After hours of discussion, the Falcon Heights City Council on Wednesday unanimously approved resolutions to create a task force to make recommendations on police policies, procedures and training and a second tri-city group to talk about police officer body cameras.
The discussion was far less combative and more collaborative than a council work session Sept. 7 that was cut short after protesters and residents alike vented their anger over the July 6 shooting of Philando Castile. Castile, 32, was killed by St. Anthony officer Jeronimo Yanez. Falcon Heights and Lauderdale have contracts with St. Anthony to provide police services.
The Tri-City Work Group will include four members from each city. It will make nonbinding recommendations on body-cam policies.
The Inclusion and Policing Task Force will focus on data collection, policies and training, “especially implicit bias and de-escalation training.” It will include nine people who live or work in Falcon Heights and two council members. It will submit its final report by May 2017.
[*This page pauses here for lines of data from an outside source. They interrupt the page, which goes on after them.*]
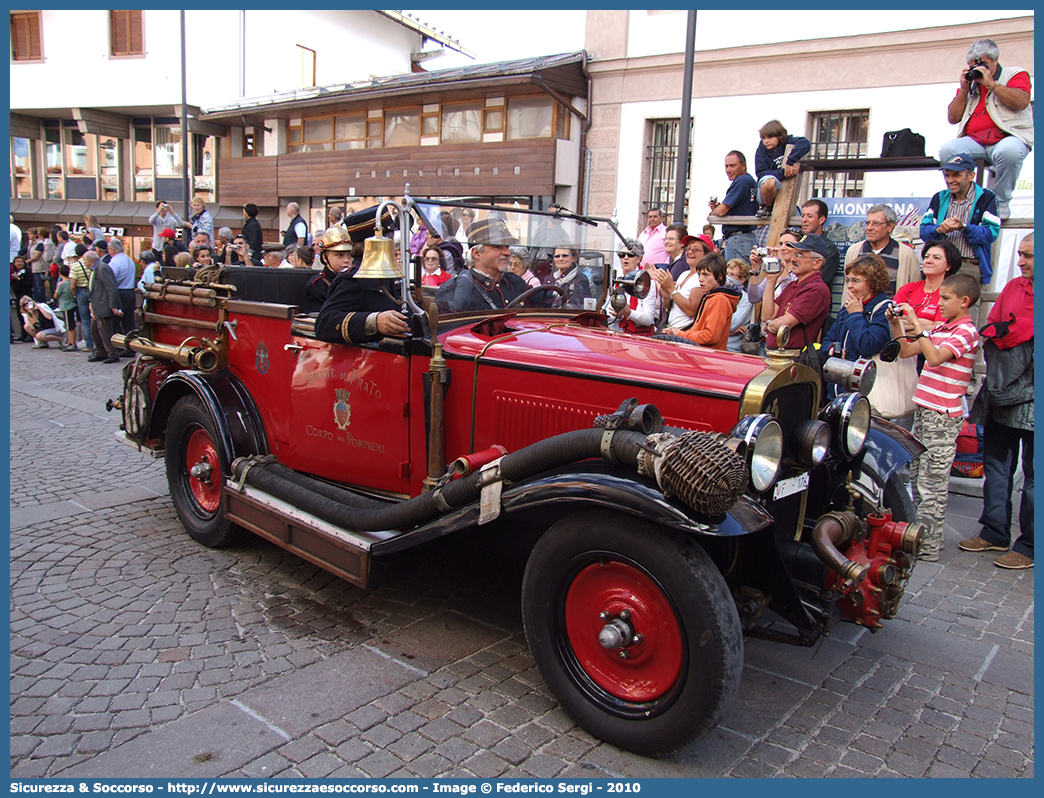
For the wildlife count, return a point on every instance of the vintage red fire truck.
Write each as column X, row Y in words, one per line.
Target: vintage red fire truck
column 672, row 498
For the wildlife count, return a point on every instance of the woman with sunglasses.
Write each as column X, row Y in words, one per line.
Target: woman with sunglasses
column 639, row 315
column 939, row 260
column 568, row 275
column 861, row 329
column 686, row 292
column 756, row 285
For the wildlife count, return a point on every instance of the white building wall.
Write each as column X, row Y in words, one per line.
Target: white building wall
column 77, row 71
column 725, row 123
column 657, row 32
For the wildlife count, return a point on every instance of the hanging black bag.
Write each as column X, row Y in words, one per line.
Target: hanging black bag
column 902, row 143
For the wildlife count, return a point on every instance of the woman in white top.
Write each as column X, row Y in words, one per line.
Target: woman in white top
column 686, row 292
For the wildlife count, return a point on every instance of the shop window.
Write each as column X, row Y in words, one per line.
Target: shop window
column 109, row 179
column 350, row 132
column 461, row 122
column 21, row 168
column 79, row 153
column 529, row 117
column 125, row 33
column 307, row 66
column 204, row 156
column 253, row 143
column 168, row 151
column 402, row 127
column 143, row 164
column 661, row 158
column 375, row 131
column 25, row 39
column 838, row 134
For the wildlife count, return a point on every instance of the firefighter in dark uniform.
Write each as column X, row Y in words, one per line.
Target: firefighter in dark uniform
column 487, row 284
column 335, row 241
column 357, row 310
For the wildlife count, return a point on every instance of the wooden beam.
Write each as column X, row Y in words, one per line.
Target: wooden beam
column 197, row 125
column 783, row 203
column 25, row 126
column 101, row 122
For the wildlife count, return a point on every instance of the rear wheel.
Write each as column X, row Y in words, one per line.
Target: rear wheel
column 195, row 472
column 634, row 631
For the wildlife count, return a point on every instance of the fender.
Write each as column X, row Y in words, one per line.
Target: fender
column 888, row 446
column 592, row 485
column 240, row 428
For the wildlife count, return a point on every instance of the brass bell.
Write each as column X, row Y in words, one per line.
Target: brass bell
column 378, row 259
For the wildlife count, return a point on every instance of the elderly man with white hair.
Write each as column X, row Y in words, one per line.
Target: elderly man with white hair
column 992, row 107
column 297, row 231
column 901, row 262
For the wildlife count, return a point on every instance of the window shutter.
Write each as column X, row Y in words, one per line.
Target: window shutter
column 126, row 32
column 25, row 37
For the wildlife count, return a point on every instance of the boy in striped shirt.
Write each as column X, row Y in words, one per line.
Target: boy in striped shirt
column 949, row 353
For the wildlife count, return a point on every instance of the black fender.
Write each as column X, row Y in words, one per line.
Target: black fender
column 590, row 486
column 240, row 428
column 888, row 446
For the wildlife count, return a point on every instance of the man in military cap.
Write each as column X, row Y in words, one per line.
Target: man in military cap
column 487, row 283
column 356, row 310
column 335, row 256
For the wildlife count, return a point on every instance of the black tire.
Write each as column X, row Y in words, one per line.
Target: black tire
column 680, row 680
column 897, row 498
column 192, row 438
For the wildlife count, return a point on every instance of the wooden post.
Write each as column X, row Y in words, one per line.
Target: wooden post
column 783, row 203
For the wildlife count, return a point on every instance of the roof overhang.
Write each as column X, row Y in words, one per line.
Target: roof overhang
column 563, row 76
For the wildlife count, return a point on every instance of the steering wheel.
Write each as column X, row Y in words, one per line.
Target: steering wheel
column 535, row 289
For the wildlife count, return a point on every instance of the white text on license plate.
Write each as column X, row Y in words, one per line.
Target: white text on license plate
column 790, row 486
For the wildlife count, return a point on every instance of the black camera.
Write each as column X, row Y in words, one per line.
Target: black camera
column 976, row 72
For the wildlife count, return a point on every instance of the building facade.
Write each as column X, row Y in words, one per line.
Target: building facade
column 96, row 98
column 511, row 131
column 843, row 93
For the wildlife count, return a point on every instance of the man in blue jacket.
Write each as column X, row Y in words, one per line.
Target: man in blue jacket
column 966, row 214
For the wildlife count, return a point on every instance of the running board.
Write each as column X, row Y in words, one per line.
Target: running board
column 343, row 553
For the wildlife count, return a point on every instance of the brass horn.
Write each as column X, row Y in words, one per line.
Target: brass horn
column 378, row 259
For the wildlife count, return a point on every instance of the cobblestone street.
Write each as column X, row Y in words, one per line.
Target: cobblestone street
column 137, row 652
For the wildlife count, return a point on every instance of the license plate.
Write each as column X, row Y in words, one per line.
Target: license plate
column 790, row 486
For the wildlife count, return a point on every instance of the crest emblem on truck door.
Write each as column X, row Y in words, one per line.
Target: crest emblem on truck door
column 341, row 409
column 261, row 357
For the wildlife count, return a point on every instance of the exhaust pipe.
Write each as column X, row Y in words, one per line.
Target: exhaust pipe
column 199, row 357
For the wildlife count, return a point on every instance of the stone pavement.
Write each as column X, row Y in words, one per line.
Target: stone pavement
column 136, row 652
Residents and protesters alike praised the council over the task force and work group. But many were frustrated that the city has taken no concrete action since Castile was killed 2½ months ago.
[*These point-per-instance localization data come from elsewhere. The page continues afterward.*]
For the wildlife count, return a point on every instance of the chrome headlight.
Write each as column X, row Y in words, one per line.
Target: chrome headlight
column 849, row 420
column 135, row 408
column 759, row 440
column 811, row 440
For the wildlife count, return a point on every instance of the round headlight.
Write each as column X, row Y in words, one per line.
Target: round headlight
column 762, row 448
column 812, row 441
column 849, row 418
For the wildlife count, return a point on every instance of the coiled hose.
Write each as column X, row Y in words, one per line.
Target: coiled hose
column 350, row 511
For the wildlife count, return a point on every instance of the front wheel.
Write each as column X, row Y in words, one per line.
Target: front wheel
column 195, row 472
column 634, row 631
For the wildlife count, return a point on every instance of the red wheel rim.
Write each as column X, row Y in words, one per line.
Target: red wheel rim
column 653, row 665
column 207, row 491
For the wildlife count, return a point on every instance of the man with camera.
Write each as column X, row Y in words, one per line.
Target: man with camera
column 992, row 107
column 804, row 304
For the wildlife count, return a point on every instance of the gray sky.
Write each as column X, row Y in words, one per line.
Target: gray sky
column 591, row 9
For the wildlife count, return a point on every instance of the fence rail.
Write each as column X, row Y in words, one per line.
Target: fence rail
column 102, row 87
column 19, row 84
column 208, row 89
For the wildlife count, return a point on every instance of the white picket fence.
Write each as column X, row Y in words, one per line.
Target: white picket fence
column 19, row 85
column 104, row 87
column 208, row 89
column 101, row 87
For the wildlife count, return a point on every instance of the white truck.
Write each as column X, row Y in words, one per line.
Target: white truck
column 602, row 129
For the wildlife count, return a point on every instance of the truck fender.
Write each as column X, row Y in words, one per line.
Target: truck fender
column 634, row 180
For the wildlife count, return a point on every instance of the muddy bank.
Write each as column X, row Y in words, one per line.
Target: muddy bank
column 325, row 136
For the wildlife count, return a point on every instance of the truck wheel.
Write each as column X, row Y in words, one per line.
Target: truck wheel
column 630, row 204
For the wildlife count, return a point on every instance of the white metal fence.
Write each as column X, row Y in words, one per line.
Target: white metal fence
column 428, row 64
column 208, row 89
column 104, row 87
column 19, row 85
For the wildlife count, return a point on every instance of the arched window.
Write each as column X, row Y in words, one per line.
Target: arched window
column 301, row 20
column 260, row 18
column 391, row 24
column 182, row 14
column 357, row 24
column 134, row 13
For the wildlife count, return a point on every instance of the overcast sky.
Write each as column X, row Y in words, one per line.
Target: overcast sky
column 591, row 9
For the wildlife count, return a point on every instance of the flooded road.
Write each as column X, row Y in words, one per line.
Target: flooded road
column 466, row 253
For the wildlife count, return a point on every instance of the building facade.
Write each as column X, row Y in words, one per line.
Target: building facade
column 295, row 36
“What are y’all going to do?” asked speaker Tayvion Owens. “We need to see something happen. People are getting frustrated. People are afraid for their lives every day.”
John Thompson, a vocal protester at the last meeting, said of the task forces, “I do believe that’s a step forward at least. That’s something I didn’t see when I came here before.
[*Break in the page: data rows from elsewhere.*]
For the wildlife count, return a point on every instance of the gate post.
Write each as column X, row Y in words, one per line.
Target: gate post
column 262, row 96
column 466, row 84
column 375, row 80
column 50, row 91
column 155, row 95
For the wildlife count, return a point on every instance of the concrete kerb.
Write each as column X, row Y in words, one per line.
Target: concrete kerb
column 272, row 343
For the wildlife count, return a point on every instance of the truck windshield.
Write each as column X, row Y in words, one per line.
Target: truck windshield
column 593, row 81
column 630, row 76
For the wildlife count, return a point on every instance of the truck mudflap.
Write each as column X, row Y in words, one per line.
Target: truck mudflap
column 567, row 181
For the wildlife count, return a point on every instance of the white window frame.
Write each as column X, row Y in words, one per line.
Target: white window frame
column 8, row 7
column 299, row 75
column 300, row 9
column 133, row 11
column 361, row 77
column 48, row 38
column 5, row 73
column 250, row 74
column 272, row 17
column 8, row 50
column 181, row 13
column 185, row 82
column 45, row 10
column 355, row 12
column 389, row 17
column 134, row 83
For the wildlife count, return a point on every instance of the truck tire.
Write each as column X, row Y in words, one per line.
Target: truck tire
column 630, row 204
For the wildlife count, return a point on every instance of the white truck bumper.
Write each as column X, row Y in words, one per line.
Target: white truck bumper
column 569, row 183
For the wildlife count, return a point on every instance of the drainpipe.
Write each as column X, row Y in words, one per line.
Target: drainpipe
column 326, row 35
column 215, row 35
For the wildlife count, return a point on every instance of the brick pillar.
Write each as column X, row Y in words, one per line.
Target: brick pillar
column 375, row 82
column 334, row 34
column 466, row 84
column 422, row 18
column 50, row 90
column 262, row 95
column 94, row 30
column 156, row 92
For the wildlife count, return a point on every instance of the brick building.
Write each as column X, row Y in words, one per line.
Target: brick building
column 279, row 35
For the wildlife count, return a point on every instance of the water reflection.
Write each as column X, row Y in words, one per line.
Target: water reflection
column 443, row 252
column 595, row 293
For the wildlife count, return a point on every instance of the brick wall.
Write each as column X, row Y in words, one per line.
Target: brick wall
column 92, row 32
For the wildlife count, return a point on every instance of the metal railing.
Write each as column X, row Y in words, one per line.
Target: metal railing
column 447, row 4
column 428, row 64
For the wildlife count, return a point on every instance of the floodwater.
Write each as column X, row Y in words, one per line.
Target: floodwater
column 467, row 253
“I don’t have all the answers,” said Falcon Heights Mayor Peter Lindstrom. Let’s put all of us in a room together and come up with some solutions to make this city better.”
Melanie Levhy of Falcon Heights said, “I know Philando’s not here. But let this be a legacy for Philando’s mama.”
Several speakers suggested some real action the mayor and council could take: If and when Yanez returned to patrolling duties, tell the St. Anthony Police Department they don’t want him patrolling their streets. Tell the police chief that all technical traffic stops in Falcon Heights — excepting those for DWI, speeding or running a stoplight — should stop.
Lindstrom said Falcon Heights is in year two of a five-year contract with the St. Anthony Police Department. There is an opt-out option, so the council can decide by July whether or not to stay in.
“Will you?” asked Christine Chitambar of Falcon Heights.
“That’s a good question,” the mayor answered. “One the council will have to decide on in the months ahead.”